This folder includes code for training and evaluating DINO variants based on customizations of dino and ssl-transfer.
We support training DINO on folder-based image datasets (e.g., ImageNet and rearranged LAIONet) and csv-based datasets (e.g., ImageNet-Captions and LAIONet subsets). The example scripts use the former by default.
For transfer learning evaluation, we support 12 downstream datasets, including CIFAR10/100, Aircraft, Birdsnap, Caltech101, Cars, DTD, Flowers, Food, Pets, SUN397, and VOC. Please download the datasets following the instructions in ssl-transfer, and the resulting file structure should follow details in config.py.
Existing environment used for SL and CLIP training should be sufficient. Please refer to the README for reference.
We privide example scripts to replicate our experiments in the scripts folder. This includes training DINO on ImageNet and LAIONet, with different numbers of prototypes (fixed), or different numbers of prototypes to sample from the 65536 ones when computing the loss. We train with 8 GPUs by default. Checkpoints are saved to the output folder by default.
After training is done, first convert the checkpoint to desiered format by running the following command:
python convert_dino_ckpt.py --model $PATH_TO_CHECKPOINT
By default, the converted checkpoint named dino.pth
will be saved to the same directory as the original checkpoint.

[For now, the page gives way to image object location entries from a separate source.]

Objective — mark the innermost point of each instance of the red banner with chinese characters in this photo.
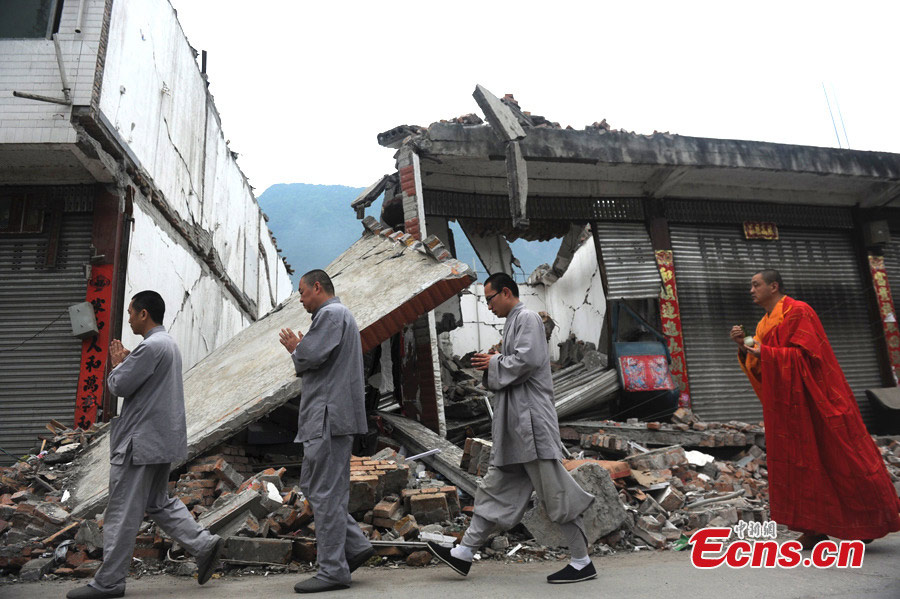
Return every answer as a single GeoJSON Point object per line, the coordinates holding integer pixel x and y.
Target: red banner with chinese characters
{"type": "Point", "coordinates": [767, 231]}
{"type": "Point", "coordinates": [886, 310]}
{"type": "Point", "coordinates": [670, 315]}
{"type": "Point", "coordinates": [95, 351]}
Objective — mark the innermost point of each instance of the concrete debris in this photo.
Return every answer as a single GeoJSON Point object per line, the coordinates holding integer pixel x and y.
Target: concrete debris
{"type": "Point", "coordinates": [646, 496]}
{"type": "Point", "coordinates": [604, 516]}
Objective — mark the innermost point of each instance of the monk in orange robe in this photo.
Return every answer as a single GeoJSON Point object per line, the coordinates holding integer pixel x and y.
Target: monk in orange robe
{"type": "Point", "coordinates": [826, 476]}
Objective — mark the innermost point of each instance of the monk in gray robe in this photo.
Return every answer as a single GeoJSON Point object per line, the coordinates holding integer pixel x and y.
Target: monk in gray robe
{"type": "Point", "coordinates": [144, 441]}
{"type": "Point", "coordinates": [527, 451]}
{"type": "Point", "coordinates": [332, 411]}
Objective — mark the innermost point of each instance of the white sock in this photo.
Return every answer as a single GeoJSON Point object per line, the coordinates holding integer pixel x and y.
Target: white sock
{"type": "Point", "coordinates": [580, 562]}
{"type": "Point", "coordinates": [462, 552]}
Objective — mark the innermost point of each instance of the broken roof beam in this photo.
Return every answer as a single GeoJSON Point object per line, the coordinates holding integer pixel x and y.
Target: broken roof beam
{"type": "Point", "coordinates": [506, 125]}
{"type": "Point", "coordinates": [387, 279]}
{"type": "Point", "coordinates": [663, 180]}
{"type": "Point", "coordinates": [492, 249]}
{"type": "Point", "coordinates": [639, 433]}
{"type": "Point", "coordinates": [418, 439]}
{"type": "Point", "coordinates": [369, 195]}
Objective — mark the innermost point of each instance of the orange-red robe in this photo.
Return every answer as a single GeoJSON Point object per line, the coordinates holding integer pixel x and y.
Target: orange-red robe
{"type": "Point", "coordinates": [825, 473]}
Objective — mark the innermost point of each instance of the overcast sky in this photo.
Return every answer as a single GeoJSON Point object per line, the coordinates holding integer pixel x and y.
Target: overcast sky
{"type": "Point", "coordinates": [303, 88]}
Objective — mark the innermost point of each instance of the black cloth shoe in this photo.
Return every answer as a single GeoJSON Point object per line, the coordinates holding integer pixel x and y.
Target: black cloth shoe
{"type": "Point", "coordinates": [89, 592]}
{"type": "Point", "coordinates": [360, 558]}
{"type": "Point", "coordinates": [570, 574]}
{"type": "Point", "coordinates": [317, 585]}
{"type": "Point", "coordinates": [442, 553]}
{"type": "Point", "coordinates": [207, 564]}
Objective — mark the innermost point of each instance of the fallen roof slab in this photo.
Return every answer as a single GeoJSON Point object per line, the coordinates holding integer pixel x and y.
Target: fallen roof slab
{"type": "Point", "coordinates": [419, 439]}
{"type": "Point", "coordinates": [387, 280]}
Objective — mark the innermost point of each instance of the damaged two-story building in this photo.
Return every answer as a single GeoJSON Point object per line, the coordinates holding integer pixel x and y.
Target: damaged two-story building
{"type": "Point", "coordinates": [678, 225]}
{"type": "Point", "coordinates": [115, 176]}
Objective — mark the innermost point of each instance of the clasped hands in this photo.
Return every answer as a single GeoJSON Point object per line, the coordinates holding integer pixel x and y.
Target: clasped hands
{"type": "Point", "coordinates": [481, 361]}
{"type": "Point", "coordinates": [289, 339]}
{"type": "Point", "coordinates": [117, 352]}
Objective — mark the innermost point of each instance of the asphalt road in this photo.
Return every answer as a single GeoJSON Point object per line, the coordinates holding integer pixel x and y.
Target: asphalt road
{"type": "Point", "coordinates": [651, 575]}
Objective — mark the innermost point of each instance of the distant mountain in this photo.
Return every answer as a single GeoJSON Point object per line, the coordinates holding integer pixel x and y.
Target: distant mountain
{"type": "Point", "coordinates": [314, 224]}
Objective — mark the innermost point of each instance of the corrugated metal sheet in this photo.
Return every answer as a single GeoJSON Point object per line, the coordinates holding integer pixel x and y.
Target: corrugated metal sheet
{"type": "Point", "coordinates": [631, 269]}
{"type": "Point", "coordinates": [892, 264]}
{"type": "Point", "coordinates": [38, 380]}
{"type": "Point", "coordinates": [713, 266]}
{"type": "Point", "coordinates": [384, 283]}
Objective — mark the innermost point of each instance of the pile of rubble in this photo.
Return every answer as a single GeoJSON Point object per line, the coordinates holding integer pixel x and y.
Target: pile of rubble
{"type": "Point", "coordinates": [655, 484]}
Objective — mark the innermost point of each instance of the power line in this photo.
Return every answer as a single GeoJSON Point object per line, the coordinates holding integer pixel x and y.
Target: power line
{"type": "Point", "coordinates": [828, 103]}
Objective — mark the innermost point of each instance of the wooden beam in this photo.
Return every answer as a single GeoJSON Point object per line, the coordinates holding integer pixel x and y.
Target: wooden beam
{"type": "Point", "coordinates": [517, 182]}
{"type": "Point", "coordinates": [501, 118]}
{"type": "Point", "coordinates": [641, 434]}
{"type": "Point", "coordinates": [881, 195]}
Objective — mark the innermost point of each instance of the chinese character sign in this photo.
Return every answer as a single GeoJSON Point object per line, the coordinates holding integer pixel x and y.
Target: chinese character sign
{"type": "Point", "coordinates": [670, 316]}
{"type": "Point", "coordinates": [767, 231]}
{"type": "Point", "coordinates": [95, 350]}
{"type": "Point", "coordinates": [886, 311]}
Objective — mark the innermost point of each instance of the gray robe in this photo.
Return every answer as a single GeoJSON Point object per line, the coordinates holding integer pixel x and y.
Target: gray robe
{"type": "Point", "coordinates": [525, 426]}
{"type": "Point", "coordinates": [329, 358]}
{"type": "Point", "coordinates": [152, 419]}
{"type": "Point", "coordinates": [332, 407]}
{"type": "Point", "coordinates": [149, 434]}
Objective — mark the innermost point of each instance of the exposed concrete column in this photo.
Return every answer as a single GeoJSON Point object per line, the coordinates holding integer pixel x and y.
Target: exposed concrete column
{"type": "Point", "coordinates": [567, 249]}
{"type": "Point", "coordinates": [888, 316]}
{"type": "Point", "coordinates": [424, 390]}
{"type": "Point", "coordinates": [448, 315]}
{"type": "Point", "coordinates": [493, 250]}
{"type": "Point", "coordinates": [411, 191]}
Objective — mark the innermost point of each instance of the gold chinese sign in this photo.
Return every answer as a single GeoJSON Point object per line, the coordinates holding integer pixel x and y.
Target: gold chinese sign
{"type": "Point", "coordinates": [767, 231]}
{"type": "Point", "coordinates": [886, 311]}
{"type": "Point", "coordinates": [670, 316]}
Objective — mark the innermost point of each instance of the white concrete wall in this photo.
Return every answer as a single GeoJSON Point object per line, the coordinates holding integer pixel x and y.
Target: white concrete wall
{"type": "Point", "coordinates": [154, 97]}
{"type": "Point", "coordinates": [575, 302]}
{"type": "Point", "coordinates": [29, 65]}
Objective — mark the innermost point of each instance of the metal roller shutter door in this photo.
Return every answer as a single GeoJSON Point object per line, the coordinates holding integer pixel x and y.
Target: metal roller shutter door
{"type": "Point", "coordinates": [631, 269]}
{"type": "Point", "coordinates": [713, 266]}
{"type": "Point", "coordinates": [892, 265]}
{"type": "Point", "coordinates": [39, 378]}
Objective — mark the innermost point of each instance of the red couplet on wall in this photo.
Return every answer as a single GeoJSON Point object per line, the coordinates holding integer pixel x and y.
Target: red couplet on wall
{"type": "Point", "coordinates": [95, 351]}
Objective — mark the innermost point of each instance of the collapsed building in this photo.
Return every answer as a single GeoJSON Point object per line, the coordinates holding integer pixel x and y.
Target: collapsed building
{"type": "Point", "coordinates": [115, 176]}
{"type": "Point", "coordinates": [676, 226]}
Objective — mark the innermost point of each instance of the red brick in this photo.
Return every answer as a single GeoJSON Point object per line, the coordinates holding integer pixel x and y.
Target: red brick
{"type": "Point", "coordinates": [87, 569]}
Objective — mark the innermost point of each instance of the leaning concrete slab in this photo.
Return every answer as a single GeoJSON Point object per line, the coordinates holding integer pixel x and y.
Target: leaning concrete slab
{"type": "Point", "coordinates": [386, 278]}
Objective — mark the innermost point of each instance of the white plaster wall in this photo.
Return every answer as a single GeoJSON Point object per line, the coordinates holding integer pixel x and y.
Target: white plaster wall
{"type": "Point", "coordinates": [154, 96]}
{"type": "Point", "coordinates": [575, 302]}
{"type": "Point", "coordinates": [29, 65]}
{"type": "Point", "coordinates": [198, 314]}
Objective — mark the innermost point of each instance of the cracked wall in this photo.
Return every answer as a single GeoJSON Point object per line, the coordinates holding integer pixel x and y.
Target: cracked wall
{"type": "Point", "coordinates": [156, 100]}
{"type": "Point", "coordinates": [575, 302]}
{"type": "Point", "coordinates": [199, 314]}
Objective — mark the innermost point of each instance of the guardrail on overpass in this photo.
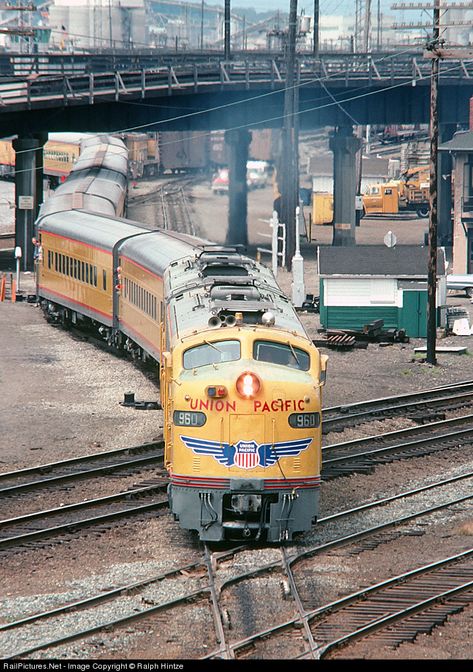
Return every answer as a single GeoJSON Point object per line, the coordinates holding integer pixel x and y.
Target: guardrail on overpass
{"type": "Point", "coordinates": [40, 80]}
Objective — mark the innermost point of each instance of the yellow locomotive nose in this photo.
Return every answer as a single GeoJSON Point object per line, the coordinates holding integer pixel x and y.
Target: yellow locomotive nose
{"type": "Point", "coordinates": [246, 451]}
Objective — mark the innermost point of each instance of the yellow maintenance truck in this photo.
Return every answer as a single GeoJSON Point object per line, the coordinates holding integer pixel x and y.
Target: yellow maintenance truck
{"type": "Point", "coordinates": [410, 193]}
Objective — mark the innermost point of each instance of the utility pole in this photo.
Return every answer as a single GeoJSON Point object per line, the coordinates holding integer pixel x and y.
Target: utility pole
{"type": "Point", "coordinates": [316, 28]}
{"type": "Point", "coordinates": [202, 26]}
{"type": "Point", "coordinates": [227, 30]}
{"type": "Point", "coordinates": [433, 46]}
{"type": "Point", "coordinates": [287, 177]}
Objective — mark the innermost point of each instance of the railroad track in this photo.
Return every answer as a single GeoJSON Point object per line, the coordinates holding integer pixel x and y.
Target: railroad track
{"type": "Point", "coordinates": [363, 455]}
{"type": "Point", "coordinates": [67, 520]}
{"type": "Point", "coordinates": [357, 456]}
{"type": "Point", "coordinates": [170, 205]}
{"type": "Point", "coordinates": [418, 406]}
{"type": "Point", "coordinates": [205, 597]}
{"type": "Point", "coordinates": [123, 460]}
{"type": "Point", "coordinates": [175, 210]}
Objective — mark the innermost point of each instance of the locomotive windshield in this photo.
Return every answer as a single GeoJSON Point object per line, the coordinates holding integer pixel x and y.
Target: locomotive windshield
{"type": "Point", "coordinates": [280, 353]}
{"type": "Point", "coordinates": [211, 353]}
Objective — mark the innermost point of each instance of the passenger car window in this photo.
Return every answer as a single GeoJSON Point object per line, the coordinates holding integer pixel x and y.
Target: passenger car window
{"type": "Point", "coordinates": [211, 353]}
{"type": "Point", "coordinates": [280, 353]}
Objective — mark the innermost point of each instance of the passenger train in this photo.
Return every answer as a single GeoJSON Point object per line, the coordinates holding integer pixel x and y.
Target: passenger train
{"type": "Point", "coordinates": [240, 380]}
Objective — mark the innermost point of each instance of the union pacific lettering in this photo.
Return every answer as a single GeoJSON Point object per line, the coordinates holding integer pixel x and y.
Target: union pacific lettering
{"type": "Point", "coordinates": [221, 406]}
{"type": "Point", "coordinates": [212, 405]}
{"type": "Point", "coordinates": [278, 405]}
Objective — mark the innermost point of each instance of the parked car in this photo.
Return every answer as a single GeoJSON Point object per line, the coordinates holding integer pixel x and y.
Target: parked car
{"type": "Point", "coordinates": [462, 283]}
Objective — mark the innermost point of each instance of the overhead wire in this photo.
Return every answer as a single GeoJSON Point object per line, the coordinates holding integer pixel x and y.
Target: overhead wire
{"type": "Point", "coordinates": [267, 120]}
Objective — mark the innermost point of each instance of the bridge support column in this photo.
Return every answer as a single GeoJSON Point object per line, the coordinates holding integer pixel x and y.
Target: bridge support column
{"type": "Point", "coordinates": [239, 142]}
{"type": "Point", "coordinates": [344, 146]}
{"type": "Point", "coordinates": [29, 195]}
{"type": "Point", "coordinates": [444, 191]}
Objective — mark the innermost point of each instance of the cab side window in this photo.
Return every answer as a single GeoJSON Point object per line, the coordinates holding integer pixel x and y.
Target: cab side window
{"type": "Point", "coordinates": [282, 354]}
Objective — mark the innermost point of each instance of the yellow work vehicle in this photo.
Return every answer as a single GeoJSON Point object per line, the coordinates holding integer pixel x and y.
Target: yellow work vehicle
{"type": "Point", "coordinates": [410, 193]}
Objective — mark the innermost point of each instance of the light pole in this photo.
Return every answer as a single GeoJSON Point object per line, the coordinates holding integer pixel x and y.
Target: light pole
{"type": "Point", "coordinates": [202, 26]}
{"type": "Point", "coordinates": [434, 132]}
{"type": "Point", "coordinates": [110, 22]}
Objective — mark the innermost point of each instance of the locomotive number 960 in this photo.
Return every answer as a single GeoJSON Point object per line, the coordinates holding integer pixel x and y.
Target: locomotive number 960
{"type": "Point", "coordinates": [304, 420]}
{"type": "Point", "coordinates": [189, 418]}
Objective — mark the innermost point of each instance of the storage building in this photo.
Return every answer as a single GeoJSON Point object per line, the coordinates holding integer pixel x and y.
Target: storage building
{"type": "Point", "coordinates": [364, 283]}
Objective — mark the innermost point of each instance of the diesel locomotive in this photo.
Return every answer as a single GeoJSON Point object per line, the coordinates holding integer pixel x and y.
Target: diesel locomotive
{"type": "Point", "coordinates": [240, 380]}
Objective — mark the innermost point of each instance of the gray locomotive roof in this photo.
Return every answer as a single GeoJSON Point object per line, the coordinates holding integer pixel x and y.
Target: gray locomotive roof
{"type": "Point", "coordinates": [196, 297]}
{"type": "Point", "coordinates": [155, 251]}
{"type": "Point", "coordinates": [87, 227]}
{"type": "Point", "coordinates": [78, 201]}
{"type": "Point", "coordinates": [116, 161]}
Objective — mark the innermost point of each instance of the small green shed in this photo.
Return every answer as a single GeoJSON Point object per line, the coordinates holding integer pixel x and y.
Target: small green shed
{"type": "Point", "coordinates": [364, 283]}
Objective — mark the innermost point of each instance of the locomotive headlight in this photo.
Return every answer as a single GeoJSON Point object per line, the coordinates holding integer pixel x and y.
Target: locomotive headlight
{"type": "Point", "coordinates": [216, 391]}
{"type": "Point", "coordinates": [248, 385]}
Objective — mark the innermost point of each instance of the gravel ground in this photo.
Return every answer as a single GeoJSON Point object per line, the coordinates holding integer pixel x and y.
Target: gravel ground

Then, run the following command to evaluate the checkpoint on downstream datasets with linear probing:
python scripts/run_linear_transfer.sh $PATH_TO_CHECKPOINT $DATASET_NAME # e.g., cifar10
The results will be saved to linear.csv
in the same directory as the checkpoint file.
Note that the scripts also supports evaluating SL and CLIP checkpoints, and few-shot/fully fine-tune evaluations. Feel free to explore the code.